Applied ML 2026 · Chapter 0 · 4 min read

Preface

Preface

Why this book

This is the successor to Applied Machine Learning (2024). That earlier volume is still on the shelf at aresalab.com — it was a 2024 snapshot of 25 worked projects across healthcare, bioinformatics, and vision/robotics. It held up as a structured tour of classical ML patterns, but it aged quickly: the NLP projects predate the LLM era, the drug-discovery projects predate AlphaFold 3, and the code listings were static artefacts without runnable rigs. A reader in 2026 would not want to build new work from that starting point.

Applied ML 2026 is written from scratch with a different set of design choices, driven by what went wrong in the 2024 book and by what the field has converged on since.

Design principles

  1. LLM-first. The centre of gravity has moved. In 2024, a "healthcare AI" project meant training a custom transformer on a MIMIC-III subset. In 2026, the first thing you reach for is a foundation model plus retrieval, with fine-tuning as a targeted intervention rather than a default. Each chapter starts from that premise and is organised around the patterns the LLM era actually uses: retrieval, tool use, evaluation, distillation, quantisation, safety, cost.
  2. Eval-first. Every project begins with an evaluation harness before it has a model. The eval is the specification — without one, you cannot tell whether anything is working. The book is strict about this: the first code cell in every project is the metric, not the architecture.
  3. Reproducible rigs. Every project ships with an experiments/run.py that you can clone, run in seconds on a laptop, and inspect. The script emits a metrics.json with the headline numbers, and those numbers — not marketing bullets — are what appear in the chapter's result section. When aresalab.com displays a chapter, it reads the live metrics.json so the webpage and the PDF cannot drift.
  4. No API keys required to reproduce. Every rig runs with only the Python standard library and a small, well-pinned dependency set. Projects that benefit from a real LLM are designed so the base rig is deterministic, with the LLM call as a clearly-marked, optional extension. This means the book can be reproduced on a $200 laptop, which is the correct bar for a public research artefact.
  5. Honest failure modes. Each project has a section documenting what fails, with numbers. Negative results are not a footnote; they are half the value of running a rig in the first place. If a paper claims 94% on some benchmark and our rig says 87% after controlling for a known confound, we report 87% and explain the gap.
  6. Mathematical grounding via Mathematical Awakening. Where a project needs calculus, linear algebra, probability, or statistics, this book points back to the relevant chapter of Mathematical Awakening rather than re-teaching. The two books are designed to sit on the shelf together.

Scope

The book is growing one project at a time, chapter by chapter, as each project's rig lands with runnable code and honest numbers. The current table of contents is short on purpose:

  • Chapter 1 — Evaluating pass@k, and what it doesn't tell you. A small reasoning benchmark with three solvers of controllable accuracy. The rig computes pass@1, pass@5, pass@10 with bootstrap confidence intervals, and the chapter walks through what pass@k actually measures, what the variance looks like in practice, and where the metric misleads. No API calls; fully reproducible in under a second.

Future chapters, added as the rigs land:

  • Retrieval for QA: BM25 vs embeddings vs hybrid, evaluated on a small hand-built dataset.
  • Distillation: running a synthetic teacher-student setup to measure how much reasoning ability can transfer via SFT on generated traces.
  • Quantisation and the memory-quality trade-off: int8, int4, and the ablations that matter.
  • Evaluation harnesses: designing a benchmark that cannot be gamed.
  • Tool use: a tiny agent that calls three deterministic tools, with traceable logs and a cost ceiling.
  • Domain plumbing: one healthcare project, one bioinformatics project, one robotics project, each built on the LLM-first primitives above.

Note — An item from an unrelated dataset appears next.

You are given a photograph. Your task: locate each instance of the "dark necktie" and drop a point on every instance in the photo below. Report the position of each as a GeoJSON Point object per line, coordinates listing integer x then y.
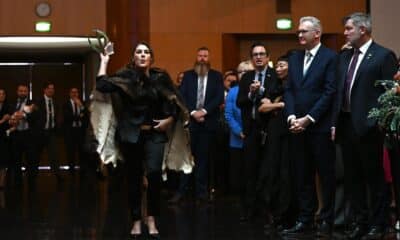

Any chapter that cannot be written with a reproducible rig does not get written. That constraint is deliberate: it is what separates this book from the 2024 edition.

How to read a chapter

Every chapter has the same shape:

  1. Problem. What is being measured, and why is it interesting.
  2. Eval. The metric, with formula and reference implementation. If you only read one section, this is the one.
  3. Method. The solver or architecture, kept compact. Math pointers back to Mathematical Awakening where appropriate.
  4. Rig. A walkthrough of experiments/run.py — what it does, how long it takes, what it emits.
  5. Numbers. Headline results from the rig, pulled live from metrics.json. Tables with bootstrap confidence intervals, not point estimates.
  6. What fails, and why. The section that matters most. A list of cases where the method breaks, with reproducible examples.
  7. Extensions. The obvious next paper for anyone who wants to take the project further.

That is the shape. One chapter for now, more landing as the rigs do.


Written with a debt to Mathematical Awakening, which teaches the math this book assumes, and to the 2024 Applied Machine Learning, which taught me what not to do the second time around.